Abarat: Absolute Midnight, by Clive Barker – This is the third book in the children’s series about an archipelago where each island corresponds to an hour of the day. It’s been a while since I read the other two, so there were some elements I’d largely forgotten about. In this volume, Mater Motley has a plan to blot out the sun on all of the islands, her grandson Christopher Carrion turns up alive and much more sympathetic, Princess Boa’s consciousness is removed from Candy Quackenbush’s body and turns out to be rather nasty, and Candy’s alcoholic father in Minnesota has been possessed by the hats that used to belong to the wizard Kaspar Wolfswinkel. It can get pretty dark, not just literally but also figuratively, as might be expected from an author primarily known for horror; but at the same time there’s some definite charm. The Abarat is presented as a place where beings of all sorts, some mundane and others very bizarre, live alongside one another. Barker provides intriguing illustrations of many of these colorful characters. From what I hear, there are supposed to be two more books in this series. Considering how long the wait was for this one, and that Barker apparently almost died at the dentist’s office a few years ago, I’m hoping these sequels actually come to pass.
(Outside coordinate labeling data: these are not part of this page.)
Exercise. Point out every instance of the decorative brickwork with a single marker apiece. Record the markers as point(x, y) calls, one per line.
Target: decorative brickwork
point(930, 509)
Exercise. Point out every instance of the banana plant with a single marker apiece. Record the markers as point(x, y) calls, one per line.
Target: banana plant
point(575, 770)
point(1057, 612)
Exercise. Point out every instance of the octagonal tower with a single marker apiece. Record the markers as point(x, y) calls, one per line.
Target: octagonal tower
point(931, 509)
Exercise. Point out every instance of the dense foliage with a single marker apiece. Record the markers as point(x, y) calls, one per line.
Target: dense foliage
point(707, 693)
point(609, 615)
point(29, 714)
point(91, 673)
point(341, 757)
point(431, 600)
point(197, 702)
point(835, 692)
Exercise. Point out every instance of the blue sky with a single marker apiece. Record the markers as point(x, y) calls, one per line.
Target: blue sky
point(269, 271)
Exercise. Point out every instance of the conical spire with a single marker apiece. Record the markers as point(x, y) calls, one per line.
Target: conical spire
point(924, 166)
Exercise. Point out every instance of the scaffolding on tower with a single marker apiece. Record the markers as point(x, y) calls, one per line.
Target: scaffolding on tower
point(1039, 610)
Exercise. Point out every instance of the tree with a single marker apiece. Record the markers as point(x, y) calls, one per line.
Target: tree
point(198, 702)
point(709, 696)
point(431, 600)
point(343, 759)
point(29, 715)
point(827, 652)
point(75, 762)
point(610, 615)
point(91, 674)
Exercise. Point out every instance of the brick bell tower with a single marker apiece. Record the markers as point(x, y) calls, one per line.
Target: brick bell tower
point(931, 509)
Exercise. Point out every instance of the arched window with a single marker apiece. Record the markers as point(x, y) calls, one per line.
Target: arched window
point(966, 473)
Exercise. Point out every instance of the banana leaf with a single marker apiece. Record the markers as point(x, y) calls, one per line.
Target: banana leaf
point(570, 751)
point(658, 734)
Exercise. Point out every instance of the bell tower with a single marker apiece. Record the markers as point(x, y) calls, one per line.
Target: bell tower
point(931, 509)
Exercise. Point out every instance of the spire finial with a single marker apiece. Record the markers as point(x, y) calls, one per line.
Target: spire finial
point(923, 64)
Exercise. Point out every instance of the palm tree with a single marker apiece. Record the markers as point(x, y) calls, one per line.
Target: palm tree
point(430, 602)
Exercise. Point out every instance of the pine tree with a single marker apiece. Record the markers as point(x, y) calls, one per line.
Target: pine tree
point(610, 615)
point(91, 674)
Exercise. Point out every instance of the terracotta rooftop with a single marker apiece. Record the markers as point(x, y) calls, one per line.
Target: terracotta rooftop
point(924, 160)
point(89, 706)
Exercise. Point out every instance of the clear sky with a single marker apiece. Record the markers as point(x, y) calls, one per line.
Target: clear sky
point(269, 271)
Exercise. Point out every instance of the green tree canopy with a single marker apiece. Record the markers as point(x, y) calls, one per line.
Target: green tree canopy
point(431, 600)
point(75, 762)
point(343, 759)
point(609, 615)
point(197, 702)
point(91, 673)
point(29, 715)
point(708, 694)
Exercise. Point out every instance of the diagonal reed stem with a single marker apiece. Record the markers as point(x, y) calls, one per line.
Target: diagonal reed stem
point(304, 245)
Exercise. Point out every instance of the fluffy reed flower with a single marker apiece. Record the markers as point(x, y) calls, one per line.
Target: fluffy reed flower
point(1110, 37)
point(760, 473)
Crisis on Infinite Earths, by Marv Wolfman and George Perez – This collection of comics from the mid-1980s was on sale at Comixology a while back, so I decided to check it out, since it’s a pretty famous series. There have been a lot of homages to and parodies of it since then. Basically, the idea behind it was to reboot continuity in the DC Universe due to characters’ backgrounds changing over time, and heroes introduced in the 1930s not being old fifty years later. DC’s original solution was to present two Earths, one in which the older stories were canonical, and another where the heroes began their careers a few decades later. There were occasional crossovers between the superheroes of these two Earths, but it was still pretty confusing. The plot of Crisis involves two alien beings known as the Monitor and Anti-Monitor battling over the fate of many different versions of Earth. At the end, the heroes succeed in defeating the Anti-Monitor, but the two main Earths have been merged into one. I haven’t read that many DC comics, so I wasn’t familiar with all of the characters involved. The main thing I know about Power Girl, basically an alternate version of Supergirl for Earth-2, is that she’s a popular choice of portrayal for large-breasted cosplayers. It’s an interesting idea, but from what I’ve heard, DC’s continuity once again became incredibly complicated in the years that followed.
The Japanese Devil Fish Girl and Other Unnatural Attractions, by Robert Rankin – This is the first in a series of four books set in a version of the late nineteenth century with steampunk technology; I’d actually read the next two before getting this one. It’s pretty familiar Rankin in many ways, with a lot of running gags and references to other fiction, conspiracy theories, and legends. H.G. Wells’s War of the Worlds is presented as having portrayed an actual historical event, and in its aftermath the British government has established diplomatic relations with Venus and Jupiter. A lot of historical figures show up, although Rankin freely admits to fudging a lot of the dates so that the ones he wants to use are still alive in 1895. One of the most absurd is a young Adolf Hitler appearing as a wine steward and casino dealer. The character of Darwin the monkey is introduced, and he’s not yet able to talk. The main protagonist is a young man named George Fox who works for a shady circus owner called Professor Coffin, and joins him in the search for something known as the Japanese Devil Fish Girl. They’re joined by Ada Byron Lovelace, who in real life died in 1852 at the age of thirty-six, but here is still alive and well, able to serve as a love interest for George. Their strange adventures have them journeying on an airship and visiting the lost continent of Lemuria, where it turns out that the Devil Fish Girl is a sacred relic to all worlds. And as with many Rankin novels, it ends with the world nearly being destroyed. There isn’t much new here if you’ve read Rankin’s earlier stuff, but it’s fun.